Pseudomonas aeruginosa is a ubiquitous bacterium that can cause severe and chronic lung infections in patients with cystic fibrosis, particularly in establishing a resistant structured form referred to as biofilm, which is very difficult to eliminate. Biofilm formation is mainly regulated by the communication system of the Quorum Sensing (QS), which is controlled by the natural N-acyl homoserine lactones (HSL) molecules: C4-HSL and 3-oxo-C12-HSL. P. aeruginosa is an example of a human opportunistic pathogen for which HSL-related compound have been described as potent inhibitors of biofilm formation and virulence factors, given their similarity to the natural QS autoinducers.
Thus, the first aim of our project is to design potent analogs of natural HSL and to screen them for their antibiofilm activity in order to inhibit the QS mechanisms, both the formation and/or development of the biofilm of P. aeruginosa and the secretion of virulence factors associated. The second objective is to determine the best combination of effective molecules (associated or not with antibiotics) and then evaluate its activity during a chronic lung infection in a murine model.
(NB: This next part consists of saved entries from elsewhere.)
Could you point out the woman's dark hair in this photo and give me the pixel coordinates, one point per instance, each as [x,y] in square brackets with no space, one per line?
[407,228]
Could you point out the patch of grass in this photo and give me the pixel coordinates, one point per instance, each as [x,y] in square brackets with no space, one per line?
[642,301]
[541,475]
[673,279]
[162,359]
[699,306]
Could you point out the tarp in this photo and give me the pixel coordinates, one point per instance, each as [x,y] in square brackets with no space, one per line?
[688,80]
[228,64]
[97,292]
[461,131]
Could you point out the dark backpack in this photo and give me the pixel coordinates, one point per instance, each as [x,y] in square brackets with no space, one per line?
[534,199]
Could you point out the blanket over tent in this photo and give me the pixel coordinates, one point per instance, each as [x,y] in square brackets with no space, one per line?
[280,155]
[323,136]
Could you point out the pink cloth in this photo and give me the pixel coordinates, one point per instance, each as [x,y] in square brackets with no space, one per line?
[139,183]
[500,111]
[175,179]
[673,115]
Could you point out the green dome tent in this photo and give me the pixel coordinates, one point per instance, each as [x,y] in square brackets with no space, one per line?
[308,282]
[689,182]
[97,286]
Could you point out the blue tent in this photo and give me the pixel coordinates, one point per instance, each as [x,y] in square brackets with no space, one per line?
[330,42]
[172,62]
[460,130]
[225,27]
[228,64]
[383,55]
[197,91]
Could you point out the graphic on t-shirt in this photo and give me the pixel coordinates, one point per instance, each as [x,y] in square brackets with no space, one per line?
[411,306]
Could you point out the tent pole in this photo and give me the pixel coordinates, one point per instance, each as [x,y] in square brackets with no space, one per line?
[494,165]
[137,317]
Among various original analogs of the C4-HSL synthesized and then screened for their ability to impair biofilm formation in an innovative in vitro model that allow to analyze the impact of compounds on different stages of biofilm formation, three compounds (includind C11, N-pymimidyl butanamide) showed a significant inhibition of biofilm formation when added from the early stages of biofilm formation, in a dose-dependent manner, coupled with an absence of cytotoxicity on lung cells.
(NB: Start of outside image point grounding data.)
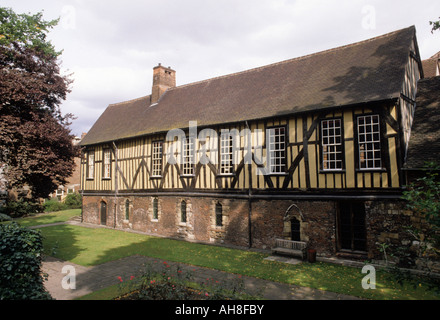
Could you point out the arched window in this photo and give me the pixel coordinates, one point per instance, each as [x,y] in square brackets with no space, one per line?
[218,215]
[183,211]
[155,209]
[127,209]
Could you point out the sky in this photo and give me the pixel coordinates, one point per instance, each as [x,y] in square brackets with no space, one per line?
[110,47]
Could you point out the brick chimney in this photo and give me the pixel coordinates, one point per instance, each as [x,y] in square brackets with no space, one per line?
[163,78]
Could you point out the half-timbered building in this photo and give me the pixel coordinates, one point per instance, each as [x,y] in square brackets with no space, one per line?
[310,149]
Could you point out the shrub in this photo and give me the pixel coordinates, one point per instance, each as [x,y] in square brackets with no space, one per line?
[20,264]
[73,201]
[5,217]
[54,205]
[172,283]
[19,208]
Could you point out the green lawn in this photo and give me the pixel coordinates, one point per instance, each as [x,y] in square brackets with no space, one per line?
[90,247]
[51,217]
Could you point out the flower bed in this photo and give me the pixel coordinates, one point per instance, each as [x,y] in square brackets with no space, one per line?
[172,283]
To determine the best combination of effective molecules against the QS mechanisms and the biofilm formation, the active analogs will be in a first step analyzed in combination with antibiotics in the objective to view a potent synergy activity. The combination of compounds will then be studied on the screening model placed under anaerobic conditions to approximate the in vivo colonization conditions of the bacterium, and its lack of cytotoxicity on lung cells will be controlled.
Meanwhile, the effect of active analogs on the expression of virulence genes of P. aeruginosa will be tested to confirm the impact of the compounds on all of the QS mechanisms and thus the pathogenicity of the bacterium.
Finally, the experimental murine model of chronic lung infection will be developed to obtain a biofilm with a similar structure to that observed in patients with cystic fibrosis, and then to assess the in vivo activity of the pre-selected best combination of molecules.
Thus, this project should allow us to identify one or more active compounds (analogs ± antibiotics) with optimal activity on the different steps of the biofilm formation, and with effects observed in vitro and validated in mice, and of course an absence of toxicity.
The research of original synthetic molecules capable of interfering with biofilm development and expression of virulence factors associated represents an interesting alternative to the massive use of antibiotics and one promising new approaches for the prevention and/or treatment of infections associated with cystic fibrosis.
This project is part of a process whose purpose is a real therapeutic application with establishment of new therapeutic protocols, and therefore experiments should then be continued in order to define the optimal conditions for further investigations in humans.